Jurnal1jambi.com,- Warga binaan Rumah Tahanan Negara (Rutan) Kelas IIA Ambon kembali menunjukkan kreativitas melalui program pembinaan kemandirian dengan menghasilkan berbagai produk berkualitas pada 16/03/2026. Produk-produk tersebut tidak hanya memiliki nilai estetika, tetapi juga bernilai jual tinggi yang berpotensi dipasarkan ke masyarakat.

Program pembinaan ini dirancang untuk mengisi waktu warga binaan dengan kegiatan produktif sekaligus membekali mereka keterampilan yang bermanfaat setelah kembali ke masyarakat. Melalui pelatihan tersebut, para warga binaan diajak mengasah kreativitas, kedisiplinan, serta kemampuan teknis dalam mengolah bahan menjadi produk bernilai ekonomi.

Pelaksana Tugas Kepala Rutan Ambon, Jefry Persulessy, secara rutin memantau langsung kegiatan pembinaan tersebut. “Melalui pembinaan ini, warga binaan tidak hanya belajar keterampilan teknis, tetapi juga mendapatkan nilai edukatif mengenai manajemen bahan, desain, dan kreativitas,” ujarnya kepada wartawan.

Salah satu fokus kegiatan kali ini adalah pembuatan kursi, meja makan, serta pot bunga dari besi bekas. Prosesnya dimulai dari perencanaan desain, pemotongan dan pembentukan bahan, hingga tahap finishing dan pengecatan sehingga menghasilkan produk yang kuat sekaligus memiliki tampilan yang menarik.

Menurut Jefry, program ini memiliki dampak sosial yang signifikan karena mendorong warga binaan untuk bekerja secara disiplin, mandiri, dan kreatif. Selain menghasilkan produk berkualitas, mereka juga belajar memahami nilai ekonomi sebuah karya serta tanggung jawab dalam proses produksi.
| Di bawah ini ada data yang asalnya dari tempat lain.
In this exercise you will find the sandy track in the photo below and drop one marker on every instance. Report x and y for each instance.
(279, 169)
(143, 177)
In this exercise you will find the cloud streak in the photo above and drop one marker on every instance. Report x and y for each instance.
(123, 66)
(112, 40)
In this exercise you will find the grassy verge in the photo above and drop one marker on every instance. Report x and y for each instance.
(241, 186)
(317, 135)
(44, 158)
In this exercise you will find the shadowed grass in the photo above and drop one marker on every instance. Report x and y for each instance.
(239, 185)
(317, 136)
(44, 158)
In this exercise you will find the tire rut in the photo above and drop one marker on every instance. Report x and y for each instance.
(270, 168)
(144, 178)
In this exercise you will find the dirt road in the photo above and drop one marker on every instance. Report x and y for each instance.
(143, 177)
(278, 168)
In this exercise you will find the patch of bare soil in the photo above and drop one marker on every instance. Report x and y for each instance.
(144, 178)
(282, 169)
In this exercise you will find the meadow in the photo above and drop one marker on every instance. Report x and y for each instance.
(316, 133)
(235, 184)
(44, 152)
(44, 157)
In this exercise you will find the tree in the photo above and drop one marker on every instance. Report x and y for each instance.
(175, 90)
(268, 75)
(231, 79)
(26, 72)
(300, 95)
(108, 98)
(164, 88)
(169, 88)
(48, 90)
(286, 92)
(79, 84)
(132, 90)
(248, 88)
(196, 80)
Hasil karya warga binaan tersebut rencananya akan diperkenalkan kepada masyarakat melalui rangkaian kegiatan Hari Bhakti Pemasyarakatan ke-62, termasuk pameran dalam agenda IPPA Fest. Dari balik ruang pembinaan yang sederhana, karya-karya itu menjadi bukti bahwa kesempatan kedua selalu mungkin—selama ada bimbingan, kemauan, dan ruang untuk berubah.